El Norte de Castilla

María Dolores de Cospedal, una mujer de armas tomar

Rajoy y Cospedal se saludan en el Congreso.
Rajoy y Cospedal se saludan en el Congreso. / Afp
  • La secretaria generaldel PP entra en el Gobierno con más galones que peso político pero Rajoy sigue queriéndola cerca

Quienes conocen a María Dolores de Cospedal la definen como «ambiciosa y dura». La secretaria general del PP y nueva ministra de Defensa (Madrid, 1965) ha demostrado en sus treinta años de carrera política una gran determinación para lograr lo que se propone y una indudable habilidad para sobrevivir a sus superiores. Nadie sabe a ciencia cierta qué fue lo que llevó a Mariano Rajoy a situarla al frente del partido en 2008, cuando dobló el brazo a Esperanza Aguirre (a la que ella era cercana) en el convulso congreso que siguió a su segunda derrota electoral frente José Luis Rodríguez Zapatero. El caso es que, desde entonces, el presidente del Gobierno ha mantenido en ella una confianza a prueba de bombas.

Ahora, después de haber perdido el poder autonómico, ocupará un cargo acorde con su carácter recio. Será la segunda mujer en la democracia, después de la socialista Carme Chacón, en dirigir un departamento considerado hasta hace poco parcela masculina.
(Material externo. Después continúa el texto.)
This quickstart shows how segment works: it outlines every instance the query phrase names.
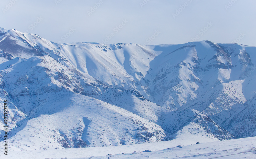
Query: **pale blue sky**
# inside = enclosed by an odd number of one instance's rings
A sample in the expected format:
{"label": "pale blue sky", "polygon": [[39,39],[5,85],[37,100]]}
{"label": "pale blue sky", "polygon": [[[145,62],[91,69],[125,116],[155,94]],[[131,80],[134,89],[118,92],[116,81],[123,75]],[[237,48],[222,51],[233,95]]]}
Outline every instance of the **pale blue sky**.
{"label": "pale blue sky", "polygon": [[0,27],[61,43],[256,46],[255,0],[101,1],[2,0]]}

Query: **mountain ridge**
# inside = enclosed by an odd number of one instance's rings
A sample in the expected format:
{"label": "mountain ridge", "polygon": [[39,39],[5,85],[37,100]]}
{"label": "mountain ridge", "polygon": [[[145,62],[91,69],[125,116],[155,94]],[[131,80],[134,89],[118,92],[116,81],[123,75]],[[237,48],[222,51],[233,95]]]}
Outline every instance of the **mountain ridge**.
{"label": "mountain ridge", "polygon": [[[89,133],[90,134],[85,138],[79,128],[87,127],[82,122],[76,123],[79,126],[69,128],[60,121],[60,125],[69,129],[61,130],[54,125],[48,128],[61,131],[57,133],[59,140],[52,138],[52,145],[42,140],[44,146],[37,144],[33,149],[50,149],[50,145],[62,148],[155,142],[175,139],[178,134],[185,138],[192,132],[203,137],[201,142],[255,135],[256,128],[252,125],[255,117],[251,113],[256,108],[256,88],[252,82],[256,77],[255,47],[207,41],[195,42],[192,45],[59,44],[34,34],[2,28],[0,30],[0,88],[6,92],[1,93],[1,99],[8,98],[13,102],[14,107],[10,112],[16,112],[14,117],[20,117],[12,118],[10,128],[12,142],[16,144],[13,146],[17,149],[24,146],[17,141],[21,132],[30,138],[30,143],[22,140],[28,145],[34,144],[32,137],[40,133],[31,125],[26,128],[26,122],[46,115],[66,115],[62,109],[71,109],[70,102],[63,102],[61,106],[58,99],[72,100],[75,95],[86,100],[95,99],[85,105],[82,100],[78,100],[76,103],[82,106],[82,112],[90,110],[92,105],[104,109],[105,104],[126,112],[120,114],[120,119],[130,113],[132,115],[129,116],[138,119],[123,119],[127,132],[122,137],[124,132],[111,123],[116,117],[106,110],[104,113],[113,118],[107,124],[116,131],[112,138],[108,134],[108,134],[99,130],[100,132]],[[49,106],[59,106],[51,110],[46,101],[52,102]],[[244,107],[246,110],[241,108]],[[104,120],[105,117],[99,111],[91,112],[99,121]],[[93,120],[92,116],[74,113],[74,117],[82,117],[81,121]],[[234,118],[235,114],[239,117]],[[246,124],[243,121],[247,120],[241,119],[247,116],[250,128],[245,136],[245,131],[237,130],[243,129]],[[238,122],[241,124],[237,125]],[[40,123],[38,127],[46,124]],[[93,132],[97,122],[93,123],[87,131]],[[135,129],[133,125],[138,127]],[[30,134],[26,134],[24,129]],[[74,131],[77,129],[80,132]],[[185,132],[178,133],[182,130]],[[3,134],[1,132],[0,136]]]}

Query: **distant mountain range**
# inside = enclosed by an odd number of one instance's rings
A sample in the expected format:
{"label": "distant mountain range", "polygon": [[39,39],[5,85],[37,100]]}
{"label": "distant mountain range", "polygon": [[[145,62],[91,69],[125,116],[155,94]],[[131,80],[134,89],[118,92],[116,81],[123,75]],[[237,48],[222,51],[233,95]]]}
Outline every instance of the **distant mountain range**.
{"label": "distant mountain range", "polygon": [[254,47],[60,44],[0,28],[0,63],[14,150],[256,136]]}

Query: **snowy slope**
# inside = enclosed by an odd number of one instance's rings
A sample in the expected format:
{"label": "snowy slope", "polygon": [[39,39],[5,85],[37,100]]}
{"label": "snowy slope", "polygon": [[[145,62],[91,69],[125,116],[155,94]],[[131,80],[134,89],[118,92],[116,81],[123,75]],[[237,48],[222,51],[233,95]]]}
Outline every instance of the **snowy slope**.
{"label": "snowy slope", "polygon": [[13,149],[254,136],[255,51],[207,41],[59,44],[0,28],[0,101],[13,105]]}
{"label": "snowy slope", "polygon": [[[255,137],[195,144],[191,138],[118,146],[11,151],[9,158],[254,158]],[[187,143],[191,142],[191,144]],[[178,147],[178,145],[182,147]],[[150,150],[151,152],[146,152]],[[136,151],[136,152],[135,152]],[[146,151],[146,152],[144,152]],[[123,153],[123,154],[121,154]],[[111,155],[108,155],[108,154]],[[0,156],[3,155],[0,154]]]}

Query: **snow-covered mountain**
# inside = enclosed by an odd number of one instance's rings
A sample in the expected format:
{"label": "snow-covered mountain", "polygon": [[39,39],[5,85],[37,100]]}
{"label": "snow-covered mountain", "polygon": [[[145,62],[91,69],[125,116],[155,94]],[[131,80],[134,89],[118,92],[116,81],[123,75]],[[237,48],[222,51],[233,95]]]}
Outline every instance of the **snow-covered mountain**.
{"label": "snow-covered mountain", "polygon": [[0,63],[12,149],[256,135],[255,47],[59,44],[0,28]]}

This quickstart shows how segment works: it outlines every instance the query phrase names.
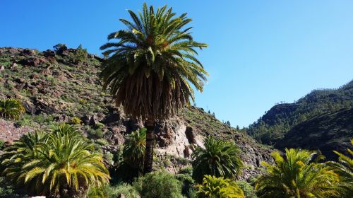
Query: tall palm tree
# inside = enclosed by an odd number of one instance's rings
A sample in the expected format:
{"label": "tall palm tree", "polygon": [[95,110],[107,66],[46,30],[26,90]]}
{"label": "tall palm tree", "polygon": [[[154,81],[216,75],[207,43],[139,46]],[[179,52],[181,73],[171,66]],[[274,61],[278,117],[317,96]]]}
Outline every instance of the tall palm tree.
{"label": "tall palm tree", "polygon": [[239,149],[232,142],[208,136],[205,148],[198,147],[191,154],[193,177],[201,182],[205,175],[232,178],[240,173],[243,162]]}
{"label": "tall palm tree", "polygon": [[199,198],[245,198],[237,183],[223,177],[205,175],[202,185],[197,185]]}
{"label": "tall palm tree", "polygon": [[146,146],[146,129],[142,128],[128,135],[123,148],[124,160],[129,165],[143,171]]}
{"label": "tall palm tree", "polygon": [[152,170],[153,131],[156,121],[172,116],[194,99],[193,85],[202,91],[207,72],[195,57],[195,48],[206,44],[193,40],[185,28],[191,19],[176,16],[167,6],[155,11],[143,4],[138,14],[128,11],[132,21],[120,19],[125,30],[112,33],[100,49],[107,59],[101,76],[104,88],[125,113],[145,121],[145,173]]}
{"label": "tall palm tree", "polygon": [[107,184],[109,172],[102,156],[94,153],[94,145],[73,128],[71,133],[68,129],[61,125],[31,144],[31,149],[25,142],[17,144],[11,148],[12,156],[3,162],[2,173],[30,193],[49,197],[82,197],[90,187]]}
{"label": "tall palm tree", "polygon": [[[353,146],[353,139],[351,140]],[[337,173],[340,177],[338,189],[340,194],[343,197],[351,197],[353,194],[353,151],[347,149],[350,156],[334,151],[338,156],[338,162],[329,161],[328,164],[332,167],[333,170]]]}
{"label": "tall palm tree", "polygon": [[17,99],[0,99],[0,115],[1,117],[18,120],[25,111],[22,103]]}
{"label": "tall palm tree", "polygon": [[275,164],[263,162],[266,174],[256,181],[260,197],[331,197],[337,194],[337,175],[324,163],[316,163],[321,156],[313,151],[287,149],[285,159],[276,151]]}

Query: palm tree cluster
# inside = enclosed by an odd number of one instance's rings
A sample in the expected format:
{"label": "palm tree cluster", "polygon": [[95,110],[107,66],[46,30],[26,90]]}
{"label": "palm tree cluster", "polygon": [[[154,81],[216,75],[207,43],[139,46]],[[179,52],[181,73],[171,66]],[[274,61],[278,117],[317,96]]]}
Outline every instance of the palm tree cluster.
{"label": "palm tree cluster", "polygon": [[73,127],[61,124],[49,133],[23,135],[5,148],[1,174],[29,194],[81,197],[110,178],[94,145]]}
{"label": "palm tree cluster", "polygon": [[120,19],[126,27],[108,35],[116,40],[100,49],[107,59],[101,73],[104,88],[109,88],[116,105],[125,113],[146,121],[145,172],[152,170],[154,122],[172,116],[193,100],[192,86],[203,91],[208,73],[195,57],[196,42],[186,28],[186,13],[176,16],[167,6],[149,8],[143,4],[138,14],[128,11],[132,21]]}
{"label": "palm tree cluster", "polygon": [[18,120],[25,112],[22,103],[15,98],[0,99],[0,116],[4,118]]}
{"label": "palm tree cluster", "polygon": [[245,198],[243,190],[234,180],[205,175],[201,185],[196,185],[199,198]]}
{"label": "palm tree cluster", "polygon": [[334,197],[337,175],[325,163],[322,156],[300,149],[286,149],[285,158],[273,152],[275,164],[263,162],[267,173],[256,181],[260,197]]}
{"label": "palm tree cluster", "polygon": [[193,177],[201,182],[205,175],[234,178],[243,166],[239,149],[232,142],[208,136],[205,148],[198,147],[192,153]]}

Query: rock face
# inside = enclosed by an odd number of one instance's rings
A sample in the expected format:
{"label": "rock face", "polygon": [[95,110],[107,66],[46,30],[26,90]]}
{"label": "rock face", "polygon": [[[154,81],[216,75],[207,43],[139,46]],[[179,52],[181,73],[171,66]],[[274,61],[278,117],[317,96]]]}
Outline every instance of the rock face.
{"label": "rock face", "polygon": [[31,132],[33,132],[31,127],[16,127],[14,122],[0,118],[0,139],[5,142],[13,142],[20,139],[23,134]]}
{"label": "rock face", "polygon": [[[98,78],[102,58],[90,54],[78,65],[70,59],[76,50],[60,49],[56,52],[49,50],[35,52],[0,48],[0,62],[7,62],[4,66],[11,69],[6,69],[3,75],[6,78],[0,78],[0,97],[20,99],[26,110],[25,119],[35,126],[45,127],[53,121],[69,122],[73,117],[80,118],[82,124],[77,126],[85,135],[95,140],[105,139],[108,142],[102,146],[104,152],[119,150],[126,136],[143,127],[143,122],[127,117],[121,107],[114,106],[110,94],[102,91]],[[32,131],[32,128],[16,127],[12,122],[0,120],[0,139],[6,141],[13,141]],[[261,161],[271,161],[271,150],[203,110],[191,107],[156,125],[156,155],[169,161],[165,164],[160,161],[158,165],[177,173],[190,164],[193,151],[196,146],[203,147],[209,135],[238,145],[241,158],[251,168],[244,171],[248,173],[244,178],[256,172]]]}

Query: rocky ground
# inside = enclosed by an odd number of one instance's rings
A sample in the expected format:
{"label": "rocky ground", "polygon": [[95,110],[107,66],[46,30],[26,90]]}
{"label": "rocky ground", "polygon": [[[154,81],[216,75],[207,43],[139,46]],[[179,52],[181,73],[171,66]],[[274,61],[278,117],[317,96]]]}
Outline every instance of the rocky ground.
{"label": "rocky ground", "polygon": [[[116,107],[109,93],[102,91],[97,74],[102,59],[88,54],[78,62],[76,49],[38,52],[30,49],[0,48],[0,98],[20,100],[26,114],[16,122],[0,120],[0,139],[11,143],[23,133],[50,127],[55,122],[70,122],[78,117],[78,127],[107,151],[119,149],[125,136],[143,127]],[[262,161],[271,161],[271,150],[256,143],[195,107],[156,127],[156,168],[176,173],[189,164],[196,146],[203,146],[206,136],[233,140],[246,163],[242,178],[260,171]]]}

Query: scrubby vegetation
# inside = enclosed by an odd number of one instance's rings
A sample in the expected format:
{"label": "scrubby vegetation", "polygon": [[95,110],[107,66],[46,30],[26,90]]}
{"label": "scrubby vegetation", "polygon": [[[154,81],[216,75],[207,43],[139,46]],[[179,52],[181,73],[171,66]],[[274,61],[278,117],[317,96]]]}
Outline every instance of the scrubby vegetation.
{"label": "scrubby vegetation", "polygon": [[[186,14],[146,4],[140,13],[128,13],[132,21],[121,20],[127,28],[108,36],[117,41],[101,47],[107,59],[81,45],[42,52],[0,48],[0,124],[28,131],[13,141],[0,139],[0,197],[350,197],[350,149],[324,163],[318,151],[290,148],[285,156],[273,153],[273,163],[270,150],[245,129],[201,108],[184,108],[193,99],[192,86],[203,89],[207,72],[194,54],[206,45],[193,40]],[[102,90],[100,74],[110,93]],[[351,125],[342,123],[352,120],[352,88],[351,82],[277,105],[248,132],[279,145],[275,136],[285,139],[300,123],[325,127],[333,122],[321,121],[335,120],[333,127],[345,126],[345,141]],[[179,120],[164,123],[178,110]],[[185,158],[153,152],[158,144],[177,141],[170,131],[179,122],[187,123]],[[204,148],[196,135],[207,136]],[[268,162],[261,166],[260,160]],[[161,170],[146,173],[152,163]],[[261,175],[244,177],[242,171]]]}
{"label": "scrubby vegetation", "polygon": [[[247,129],[247,132],[259,142],[273,145],[283,139],[287,133],[299,124],[327,113],[352,107],[353,107],[353,81],[337,89],[313,91],[294,103],[277,104],[266,112],[257,122],[251,124]],[[337,124],[335,122],[335,121],[328,122],[325,127],[329,128],[330,124]],[[306,127],[309,126],[315,125],[306,124]],[[321,125],[316,126],[318,127]],[[337,129],[330,129],[333,132],[337,131]],[[319,132],[320,130],[318,130],[317,132]],[[297,130],[296,132],[298,132]],[[345,141],[348,142],[349,139],[345,139]],[[295,141],[293,140],[293,142]]]}
{"label": "scrubby vegetation", "polygon": [[0,116],[13,120],[20,119],[25,112],[25,107],[17,99],[0,99]]}

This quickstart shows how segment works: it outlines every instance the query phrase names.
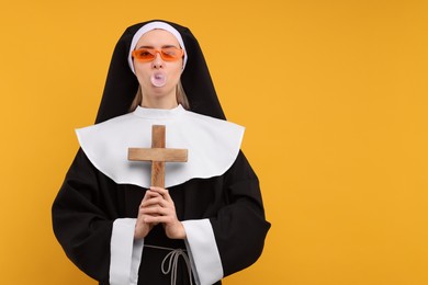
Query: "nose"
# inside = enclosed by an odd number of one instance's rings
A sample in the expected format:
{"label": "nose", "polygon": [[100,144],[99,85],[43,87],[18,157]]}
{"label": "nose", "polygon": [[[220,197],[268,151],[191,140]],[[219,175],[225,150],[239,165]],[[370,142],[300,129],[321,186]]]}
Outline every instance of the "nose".
{"label": "nose", "polygon": [[155,59],[151,61],[151,66],[155,69],[164,68],[164,60],[159,53],[156,53]]}

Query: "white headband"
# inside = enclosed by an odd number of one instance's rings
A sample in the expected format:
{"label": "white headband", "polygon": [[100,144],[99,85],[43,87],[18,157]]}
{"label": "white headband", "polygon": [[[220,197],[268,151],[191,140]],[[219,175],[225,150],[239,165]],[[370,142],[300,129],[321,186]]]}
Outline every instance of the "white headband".
{"label": "white headband", "polygon": [[183,69],[185,67],[185,62],[188,61],[188,53],[185,52],[185,46],[183,38],[181,37],[180,33],[170,24],[164,23],[164,22],[150,22],[148,24],[145,24],[142,26],[134,35],[133,41],[131,42],[131,48],[129,48],[129,54],[127,56],[127,61],[129,64],[131,70],[135,73],[134,70],[134,62],[133,62],[133,57],[132,57],[132,52],[135,49],[139,38],[147,32],[150,32],[153,30],[160,29],[170,32],[179,42],[181,48],[184,50],[184,60],[183,60]]}

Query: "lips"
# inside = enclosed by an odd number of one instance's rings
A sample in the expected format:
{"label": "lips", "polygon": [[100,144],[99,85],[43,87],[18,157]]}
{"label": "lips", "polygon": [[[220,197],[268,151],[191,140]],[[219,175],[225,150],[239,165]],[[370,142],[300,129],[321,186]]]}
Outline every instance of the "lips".
{"label": "lips", "polygon": [[167,83],[167,76],[164,72],[155,72],[150,81],[154,87],[164,87]]}

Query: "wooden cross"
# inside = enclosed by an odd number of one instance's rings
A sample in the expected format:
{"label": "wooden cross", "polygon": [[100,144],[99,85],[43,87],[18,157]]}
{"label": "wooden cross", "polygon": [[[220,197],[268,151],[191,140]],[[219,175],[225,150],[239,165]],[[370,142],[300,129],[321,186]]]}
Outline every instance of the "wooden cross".
{"label": "wooden cross", "polygon": [[151,148],[128,148],[127,159],[151,161],[151,186],[165,187],[165,162],[187,162],[188,150],[165,148],[164,125],[153,125]]}

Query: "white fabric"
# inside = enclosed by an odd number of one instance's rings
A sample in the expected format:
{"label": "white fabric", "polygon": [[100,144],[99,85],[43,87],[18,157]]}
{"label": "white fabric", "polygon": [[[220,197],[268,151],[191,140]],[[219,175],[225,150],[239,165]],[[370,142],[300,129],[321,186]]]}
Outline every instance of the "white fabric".
{"label": "white fabric", "polygon": [[136,285],[144,240],[134,241],[136,219],[121,218],[113,223],[110,242],[110,284]]}
{"label": "white fabric", "polygon": [[182,221],[185,247],[196,285],[211,285],[223,278],[223,266],[209,219]]}
{"label": "white fabric", "polygon": [[166,125],[166,147],[188,149],[188,162],[167,162],[165,186],[194,178],[222,175],[238,156],[244,127],[185,111],[137,107],[93,126],[77,129],[81,148],[92,164],[121,184],[150,186],[150,162],[128,161],[128,148],[150,148],[151,126]]}
{"label": "white fabric", "polygon": [[129,65],[131,70],[134,72],[134,75],[135,75],[135,70],[134,70],[134,62],[133,62],[132,52],[135,49],[139,38],[145,33],[150,32],[150,31],[156,30],[156,29],[168,31],[177,38],[177,41],[180,44],[180,47],[184,50],[184,59],[183,59],[183,68],[182,68],[182,70],[184,70],[185,62],[188,61],[188,53],[185,52],[184,42],[183,42],[183,38],[181,37],[180,33],[173,26],[171,26],[170,24],[167,24],[165,22],[150,22],[150,23],[145,24],[144,26],[142,26],[134,34],[133,41],[131,42],[131,48],[129,48],[129,54],[127,56],[127,62]]}

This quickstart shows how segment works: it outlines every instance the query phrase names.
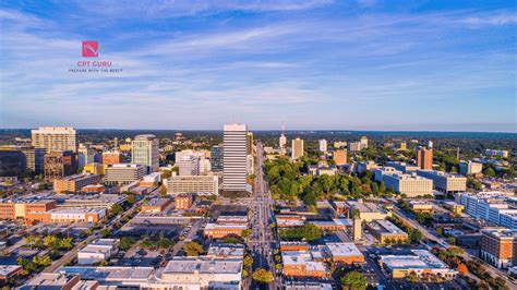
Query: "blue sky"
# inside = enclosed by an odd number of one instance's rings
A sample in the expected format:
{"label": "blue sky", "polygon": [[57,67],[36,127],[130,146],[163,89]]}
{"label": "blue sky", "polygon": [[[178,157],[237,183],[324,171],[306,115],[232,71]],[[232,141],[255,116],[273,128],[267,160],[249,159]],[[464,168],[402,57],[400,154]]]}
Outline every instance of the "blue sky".
{"label": "blue sky", "polygon": [[515,5],[1,1],[0,128],[516,132]]}

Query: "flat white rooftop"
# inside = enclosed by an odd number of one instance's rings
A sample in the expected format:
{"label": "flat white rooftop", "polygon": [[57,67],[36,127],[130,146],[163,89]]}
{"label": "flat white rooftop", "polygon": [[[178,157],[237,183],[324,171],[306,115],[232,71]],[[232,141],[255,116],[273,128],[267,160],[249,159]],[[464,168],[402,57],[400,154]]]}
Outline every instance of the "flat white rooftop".
{"label": "flat white rooftop", "polygon": [[326,243],[326,247],[333,256],[362,256],[354,243]]}

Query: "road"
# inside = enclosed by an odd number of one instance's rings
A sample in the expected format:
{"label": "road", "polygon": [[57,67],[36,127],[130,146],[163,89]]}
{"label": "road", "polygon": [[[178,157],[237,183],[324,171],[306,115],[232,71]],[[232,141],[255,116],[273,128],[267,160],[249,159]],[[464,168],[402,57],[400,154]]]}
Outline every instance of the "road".
{"label": "road", "polygon": [[[149,196],[156,196],[157,193],[159,192],[159,188],[154,190],[153,192],[149,193]],[[105,227],[103,229],[110,229],[112,230],[113,229],[113,225],[119,221],[119,220],[122,220],[123,218],[130,216],[130,215],[133,215],[136,210],[136,208],[140,207],[140,205],[142,205],[142,203],[144,203],[144,198],[142,198],[141,201],[136,202],[133,204],[133,206],[125,210],[122,215],[120,216],[117,216],[115,217],[113,219],[111,219],[110,221],[108,221]],[[84,247],[85,244],[88,244],[91,243],[92,241],[96,240],[96,239],[99,239],[101,238],[100,235],[100,230],[96,230],[94,231],[94,233],[92,235],[89,235],[88,238],[86,238],[84,241],[81,241],[80,243],[77,243],[74,247],[72,247],[72,250],[70,250],[69,252],[67,252],[67,254],[64,254],[62,257],[60,257],[59,259],[56,259],[55,262],[52,262],[52,264],[50,264],[50,266],[48,266],[47,268],[45,268],[43,271],[44,273],[55,273],[56,270],[58,270],[59,268],[61,268],[63,265],[70,263],[71,261],[73,261],[75,258],[75,256],[77,256],[77,252]]]}
{"label": "road", "polygon": [[[441,237],[438,237],[437,234],[434,234],[432,233],[431,231],[429,231],[425,227],[422,227],[420,223],[418,223],[414,219],[410,218],[404,210],[401,210],[397,205],[396,203],[394,203],[394,207],[393,207],[393,212],[394,214],[401,218],[404,221],[408,222],[409,225],[411,225],[411,227],[420,230],[420,232],[422,232],[423,237],[428,240],[434,240],[437,242],[437,244],[440,245],[440,247],[442,249],[447,249],[449,247],[450,245]],[[426,245],[426,244],[425,244]],[[426,245],[428,247],[430,247],[429,245]],[[470,255],[468,254],[467,252],[465,252],[464,254],[461,254],[461,257],[465,259],[465,261],[480,261],[479,257],[477,256],[473,256],[473,255]],[[507,283],[508,286],[514,289],[514,288],[517,288],[517,283],[510,279],[508,279],[508,277],[506,276],[506,273],[493,267],[492,265],[489,265],[488,263],[483,262],[483,265],[485,266],[486,268],[486,271],[491,274],[492,277],[501,277],[503,278]],[[474,279],[474,280],[479,280],[479,278],[472,274],[469,274],[469,277]]]}
{"label": "road", "polygon": [[254,265],[253,270],[257,268],[269,269],[275,281],[269,285],[269,289],[280,289],[281,280],[277,275],[273,250],[278,249],[278,241],[275,240],[269,223],[274,221],[272,210],[273,198],[264,180],[264,148],[260,142],[256,143],[256,174],[254,184],[254,194],[251,201],[252,208],[252,235],[249,239],[249,247],[252,251]]}
{"label": "road", "polygon": [[200,230],[201,223],[203,223],[203,220],[197,219],[194,225],[192,225],[192,228],[189,230],[189,233],[187,233],[185,238],[182,241],[176,243],[172,247],[171,256],[177,256],[181,249],[183,249],[185,242],[192,241],[197,230]]}

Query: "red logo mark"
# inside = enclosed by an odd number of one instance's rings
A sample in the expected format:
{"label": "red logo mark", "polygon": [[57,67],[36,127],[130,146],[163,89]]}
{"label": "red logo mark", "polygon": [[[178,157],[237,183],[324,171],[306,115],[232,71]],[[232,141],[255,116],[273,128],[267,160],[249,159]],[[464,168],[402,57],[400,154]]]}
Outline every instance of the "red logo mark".
{"label": "red logo mark", "polygon": [[83,58],[97,58],[99,56],[98,41],[83,41]]}

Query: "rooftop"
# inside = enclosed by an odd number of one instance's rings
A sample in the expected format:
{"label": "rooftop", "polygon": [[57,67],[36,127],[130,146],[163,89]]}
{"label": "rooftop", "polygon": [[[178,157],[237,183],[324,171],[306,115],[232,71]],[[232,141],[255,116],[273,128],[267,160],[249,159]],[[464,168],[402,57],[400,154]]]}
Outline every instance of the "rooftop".
{"label": "rooftop", "polygon": [[374,229],[377,232],[384,232],[384,233],[406,233],[401,229],[399,229],[397,226],[395,226],[392,221],[389,220],[375,220],[369,223],[369,226]]}
{"label": "rooftop", "polygon": [[386,255],[381,261],[390,269],[432,268],[446,269],[445,263],[426,250],[411,250],[414,255]]}
{"label": "rooftop", "polygon": [[163,274],[238,274],[242,269],[242,259],[209,257],[173,257]]}
{"label": "rooftop", "polygon": [[208,247],[208,257],[239,257],[244,256],[244,246],[242,244],[211,244]]}
{"label": "rooftop", "polygon": [[41,273],[25,283],[24,287],[38,287],[39,289],[57,288],[65,286],[74,277],[76,276],[64,273]]}
{"label": "rooftop", "polygon": [[147,281],[153,267],[61,267],[60,271],[81,275],[84,280],[143,280]]}
{"label": "rooftop", "polygon": [[326,270],[325,265],[315,262],[308,251],[284,251],[281,252],[281,259],[285,265],[304,265],[308,270]]}
{"label": "rooftop", "polygon": [[7,277],[13,271],[21,269],[22,266],[17,265],[0,265],[0,277]]}
{"label": "rooftop", "polygon": [[361,213],[384,213],[385,210],[374,203],[363,203],[360,201],[347,201],[347,204]]}
{"label": "rooftop", "polygon": [[362,256],[354,243],[326,243],[326,249],[333,256]]}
De nuevo, resiste, aunque esta vez sea con más galones que peso político.

Fueron muchos los que en 2015 creyeron que el siempre parsimonioso Rajoy la relevaría del cargo orgánico que se había empeñado en compatibilizar con la presidencia de la Junta de Castilla-La Mancha, desde 2011, y con el liderazgo del partido en la región. Los barones se quejaban de que estaba tan ocupada en sus obligaciones gubernamentales que tenía desatendidos los territorios. Y, además, después de ese polémico episodio en el que trató de disfrazar el contrato que permitía seguir cobrando un sueldo al supuestamente destituido extesorero Luis Bárcenas (aquello que vendió como una «indemnización en diferido»), desapareció del primer plano.

Para regocijo del entorno de la vicepresidenta, Soraya Sáenz de Santamaría, su eterna rival, durante meses, la luz de Cospedal parecía apagarse. Algunos dirigentes se quejaban de que Génova estaba vacía. El 'runrún' sobre su destitución empezó a ser tan fuerte en mayo que dos cargos de su confianza salieron a frenarlo con unas declaraciones que hicieron aflorar su tensa relación con otro hombre cercano a Rajoy, Javier Arenas.

Tres ministerios

El expresidente del PP de Andalucía fue el primer jefe político de la hoy poderosa secretaria general en el ministerio de Trabajo y Asuntos Sociales, en el que la joven funcionaria, hija de un excandidato del Partido Reformista, había entrado aún en época socialista, en 1994, como Abogada del Estado Jefe. Arenas la hizo subsecretaria. En el Partido Popular explican que su relación fue «muy estrecha» pero acabó mal.

Lo cierto es que si de verdad el exministro y ex secretario general del PP intentó mover los hilos para que su expupila cayera, como decían sus fieles, no tuvo éxito. Cuando, en junio de 2015, Rajoy renovó la dirección del partido hubo quien pensó que sólo la había mantenido «por compasión» (acababa de perder las elecciones autonómicas). Creían que quedaría eclipsada entre el nuevo secretario de Organización, Fernando Martínez- Maíllo, y el jefe de gabinete de Rajoy, Jorge Moragas, al que se hizo responsable de campaña para las generales del 20 de diciembre. Sin embargo, volvió a hacerse fuerte.

A lo largo de su vida, esta mujer determinada -que, con 40 años, entre un matrimonio y otro, se atrevió a tener un hijo en solitario- ha pasado por tres ministerios, una consejería y una presidencia autonómica. Fue Ángel Acebes, su jefe en el Ministerio del Interior, y amigo personal, quien la llevó a liderar el fracturado PP en Castilla-La Mancha después de que José Manuel Molina diera la espantada en 2006 a un año de los comicios. E Ignacio González, vicepresidente de Esperanza Aguirre, quien la llevó en 2005 al Gobierno de Madrid. Ambos caerían posteriormente en desgracia. Ella sigue en pie.